Avram Merkado Natan at his home in Ruse in 1933

Here I am at our home in Ruse in 1933.

I was born on 10th July 1929 in Ruse. There were no kindergartens then and my mother looked after us. We started the Jewish school at six years of age. The first year was something like a preparatory class and then we continued in the school. We played in the yard, on the street and mostly in 'Maccabi'. We joined the organization at six years of age and were divided into groups according to our age. We played gymnastics, children' games, I grew up there. In the Jewish school I was good at maths, geography. Our teacher was a very kind and delicate woman - Mrs Kamilarova. Her son is a famous Bulgarian violin player, Emil Kamilarov. I also loved literature because the literature teacher was also a very interesting woman. The subject I most disliked was Tannakh. Our teacher was the headmaster Ben Avran and when he entered the room he put me and my friend Aron Kapon (he died in Israel years later) in the opposite ends of the classroom so that we would not make noise. I thought that all the legends about Avraam, Izhak, Yakov did not sound real enough and I could not understand them. That is why, we made noise during the classes.

There was no anti-Semitism during those times. I did not go to private classes. My school friends were Jews and in the neighborhood we played with Tosho and Nikola Korabov (a famous Bulgarian cinema director), because he lived nearby. We kicked the rag ball, played hide-and-seek, walked in the vineyards around the town. When we were older, we went to the river. Games were our hobby - we played 'ashitsi', marbles. There was a gym in 'Maccabi' in the Jewish neighborhood. There were around 200 children there. Various people were instructors in it - Aron Alfandari, Jacques Kapon - brother of my friend Aron and others. There was also a nice volleyball playground, a little football field and in the gym there were gym apparatuses. 'Maccabi' also organized tourist excursions - we went outside the town in the 'Sveta [St] Petka' cave. It was 5-6 kilometers from the town in some limestone slopes near the Lom River. We went there on foot, had lunch, and went back. We also went to a monastery for a walk.

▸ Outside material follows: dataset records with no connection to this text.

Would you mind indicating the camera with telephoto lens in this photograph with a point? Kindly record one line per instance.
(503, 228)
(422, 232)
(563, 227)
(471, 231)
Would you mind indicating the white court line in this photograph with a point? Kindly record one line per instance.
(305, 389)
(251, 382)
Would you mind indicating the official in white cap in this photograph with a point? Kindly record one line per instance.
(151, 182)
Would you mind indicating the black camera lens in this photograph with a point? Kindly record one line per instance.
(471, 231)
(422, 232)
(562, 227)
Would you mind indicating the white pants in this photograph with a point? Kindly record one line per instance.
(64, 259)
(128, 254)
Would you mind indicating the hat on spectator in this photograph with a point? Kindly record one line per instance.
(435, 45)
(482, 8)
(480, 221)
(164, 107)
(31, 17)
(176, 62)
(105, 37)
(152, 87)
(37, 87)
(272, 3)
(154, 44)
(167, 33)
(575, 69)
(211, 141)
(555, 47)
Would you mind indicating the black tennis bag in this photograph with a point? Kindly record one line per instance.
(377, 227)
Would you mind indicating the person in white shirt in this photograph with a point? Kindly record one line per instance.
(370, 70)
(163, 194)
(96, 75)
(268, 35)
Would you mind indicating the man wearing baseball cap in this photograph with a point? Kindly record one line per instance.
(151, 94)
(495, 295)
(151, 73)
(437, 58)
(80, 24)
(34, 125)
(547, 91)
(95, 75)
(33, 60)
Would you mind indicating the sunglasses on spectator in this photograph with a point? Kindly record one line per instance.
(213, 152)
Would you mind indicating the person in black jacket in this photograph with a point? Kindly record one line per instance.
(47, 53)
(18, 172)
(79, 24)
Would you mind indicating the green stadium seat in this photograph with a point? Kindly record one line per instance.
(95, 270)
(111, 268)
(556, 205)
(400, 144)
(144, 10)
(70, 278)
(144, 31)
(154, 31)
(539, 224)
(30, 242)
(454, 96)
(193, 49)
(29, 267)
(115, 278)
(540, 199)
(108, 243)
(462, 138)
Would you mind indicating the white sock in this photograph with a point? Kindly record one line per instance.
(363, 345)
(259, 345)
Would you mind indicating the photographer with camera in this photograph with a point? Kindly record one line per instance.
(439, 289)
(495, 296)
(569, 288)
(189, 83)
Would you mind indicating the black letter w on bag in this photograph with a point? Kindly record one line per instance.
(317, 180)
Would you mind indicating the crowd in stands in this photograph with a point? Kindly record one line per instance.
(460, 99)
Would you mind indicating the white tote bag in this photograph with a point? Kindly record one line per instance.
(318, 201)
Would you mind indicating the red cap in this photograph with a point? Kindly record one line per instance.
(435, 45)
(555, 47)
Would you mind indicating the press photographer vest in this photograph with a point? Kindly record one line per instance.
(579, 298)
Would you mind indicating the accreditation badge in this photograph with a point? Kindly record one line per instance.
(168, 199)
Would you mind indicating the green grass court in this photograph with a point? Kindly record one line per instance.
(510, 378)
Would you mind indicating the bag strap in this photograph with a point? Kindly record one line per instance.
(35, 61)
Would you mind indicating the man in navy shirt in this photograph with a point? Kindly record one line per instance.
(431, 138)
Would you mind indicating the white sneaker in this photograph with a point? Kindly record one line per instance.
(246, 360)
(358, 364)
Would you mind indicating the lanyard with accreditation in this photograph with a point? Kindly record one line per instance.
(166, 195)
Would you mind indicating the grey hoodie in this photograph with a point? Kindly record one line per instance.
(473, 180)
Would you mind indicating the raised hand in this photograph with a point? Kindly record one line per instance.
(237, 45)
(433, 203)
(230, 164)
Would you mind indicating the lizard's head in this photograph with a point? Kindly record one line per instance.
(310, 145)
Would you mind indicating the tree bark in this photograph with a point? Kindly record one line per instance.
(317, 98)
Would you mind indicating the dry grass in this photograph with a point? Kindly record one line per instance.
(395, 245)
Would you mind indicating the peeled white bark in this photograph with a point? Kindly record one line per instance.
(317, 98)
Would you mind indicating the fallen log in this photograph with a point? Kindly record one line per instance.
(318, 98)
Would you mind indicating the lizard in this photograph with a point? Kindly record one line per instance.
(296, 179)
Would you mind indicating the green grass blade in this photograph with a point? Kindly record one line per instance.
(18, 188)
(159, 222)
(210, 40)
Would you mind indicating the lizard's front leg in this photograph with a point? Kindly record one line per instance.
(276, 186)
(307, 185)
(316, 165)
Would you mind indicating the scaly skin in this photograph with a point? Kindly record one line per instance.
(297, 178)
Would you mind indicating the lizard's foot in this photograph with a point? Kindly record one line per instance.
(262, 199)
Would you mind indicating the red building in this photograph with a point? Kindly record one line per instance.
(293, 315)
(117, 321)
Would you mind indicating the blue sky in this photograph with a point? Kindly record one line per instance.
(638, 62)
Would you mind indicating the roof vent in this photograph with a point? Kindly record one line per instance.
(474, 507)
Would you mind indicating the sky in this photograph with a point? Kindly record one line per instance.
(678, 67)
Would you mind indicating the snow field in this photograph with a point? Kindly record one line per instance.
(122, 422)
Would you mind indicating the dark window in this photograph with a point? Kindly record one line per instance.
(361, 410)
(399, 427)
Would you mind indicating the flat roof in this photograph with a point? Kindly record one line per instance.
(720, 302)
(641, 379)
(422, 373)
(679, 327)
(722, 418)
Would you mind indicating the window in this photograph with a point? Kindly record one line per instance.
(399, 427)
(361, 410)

Our parents did not have the money to take us anywhere and we did not go anywhere with our friends. Yet my father tried not to deprive us of anything. On Sunday evenings we sometimes went to the neighborhood pub. It was visited by Jewish, Bulgarian and Armenian families. During the week only the men went there to drink rakia [brandy]. Our father ordered kebapcheta [gilled oblong rissoles] for us in wooden plates and lemonade. They gathered with other families and it was something like a ritual for us. We did not go there every Sunday, only when we had money.

When our parents got together with their friends, they did not play cards. They usually gathered after dinner to talk (there was no TV then), usually they told each other jokes and had fun. My father did not play cards. He knew how to play but did not do it in order to protect us from becoming gamblers. My brother Mois and I grew up and studied together. Then he left for Czechoslovakia and I remained in Bulgaria. We had mutual friends. My father went to the synagogue, but not regularly. When the time for my bar mitzvah came, the Law for Protection of the Nation was already adopted and we all lived in one room. My brother had his bar mitzvah. At that time we lived in the nice house of Aftalion. My father threw up a great party then - invited all relatives and friends. Of all religious holidays I was impressed most by Yom Kippur, when you fast and ask for forgiveness. Purim was a merry holiday. We, the children, were dressed in fancy clothes, and acted out some performances. On Yom Kippur we did not eat all day and waited for the evening to come in order to eat. In fact, the men were in the synagogue the whole day and the prayers were told there. In the evening we laid the table with the typical Jewish dishes. For Purim we prepared some masks at school, but I do not remember what they were.